The letters also deal with certain gory passages from the Old Testament, as, for instance, God’s cruel and inhumane treatment of the Midianites – which is probably due to the fact that when the Israelites developed monotheism, it was their god of war that by and by replaced all their other deities – but they also criticize the conception of God in the New Testament by pointing out that Jesus not only brought redemption and forgiveness but also the notion of Hell, which is true – just remember Jesus’s frequent announcement of “wailing and gnashing of teeth” for those who do not believe in him and follow his teachings. In a way, this is really hard in that believing in something is not an act of volition; what if I would like to believe but simply can’t? In this context, however, we ought not to forget that the New Testament was not divinely inspired the way the Qur’an claims to be but that it was written by human beings who had their failings and their interests – just consider the beginning of the Gospel according to Luke:
”Since many have undertaken to set down an orderly account of the events that have been fulfilled among us, just as they were handed on to us by those who from the beginning were eyewitnesses and servants of the word, I too decided, after investigating everything carefully from the very first, to write an orderly account for you, most excellent Theophilus, so that you may know the truth concerning the things about which you have been instructed.”
Theophilus was probably a Roman senator or something similar, and Luke seems to have felt it necessary – doubtless with a view to converting this important person – to write down the life, death and resurrection of Jesus after examining the data available to him. Maybe this explains why Jesus in the Gospels threatens unbelievers with the prospect of Hell over and over again. In the Letters from the Earth, however, a more cynical explanation is given for the invention of Hell:
”Life was not a valuable gift, but death was. Life was a fever-dream made up of joys embittered by sorrows, pleasure poisoned by pain, a dream that was a nightmare-confusion of spasmodic and fleeting delights, ecstasies, exultations, happinesses, interspersed with long-drawn miseries, griefs, perils, horrors, disappointments, defeats, humiliations, and despairs – the heaviest curse devisable by divine ingenuity; but death was sweet, death was gentle, death was kind; death healed the bruised spirit and the broken heart, and gave them rest and forgetfulness; death was man's best friend; when man could endure life no longer, death came and set him free.

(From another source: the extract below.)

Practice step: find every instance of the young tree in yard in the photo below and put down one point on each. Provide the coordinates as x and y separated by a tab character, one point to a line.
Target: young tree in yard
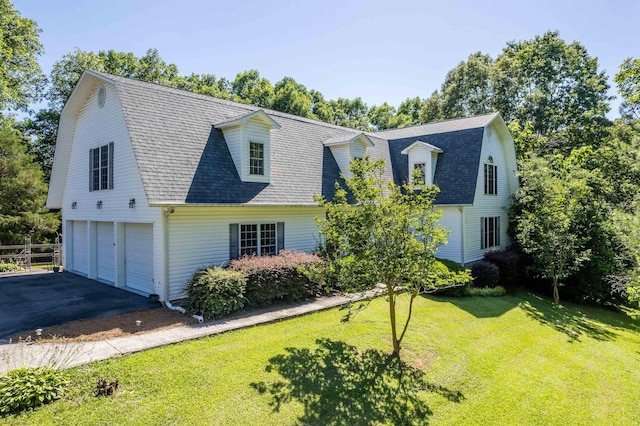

In time, the Deity perceived that death was a mistake; a mistake, in that it was insufficient; insufficient, for the reason that while it was an admirable agent for the inflicting of misery upon the survivor, it allowed the dead person himself to escape from all further persecution in the blessed refuge of the grave. This was not satisfactory. A way must be conceived to pursue the dead beyond the tomb.”
One might ask oneself the question: Who but the clergy would have any advantage from the notion of Hell?
As one can see, the Letters from the Earth is quite a serious criticism of (Christian) religion, not only of contemporary Christians’ morals but also of their beliefs but its deeper criticism only works if you fail to consider the historicity of the Bible, i.e. that it is, like all other religious tradition, not a word-by-word inspiration coming from the Deity Himself but a man-made interpretation of man-held values and tenets. Some of the basic assumptions made by the author need not even be shared, as, for example, the Letter’s notion that Man, being a divine creation, is not directly responsible for the way he acts since his nature was preordained by God. For all their shortcomings, though, the Letters offer a lot of food for thought, as here:
”We know what the offense was, without looking; that is to say, we know it was a trifle; some small thing that no one but a god would attach any importance to.”
Now that bit has not lost one tittle of topicality for are there not still enough fervent believers in all sorts of religions running through life and claiming that God, the highest Being imaginable, can seriously be vexed by a book, a caricature, a sentence or anything else deriving from puny Man? Hmph.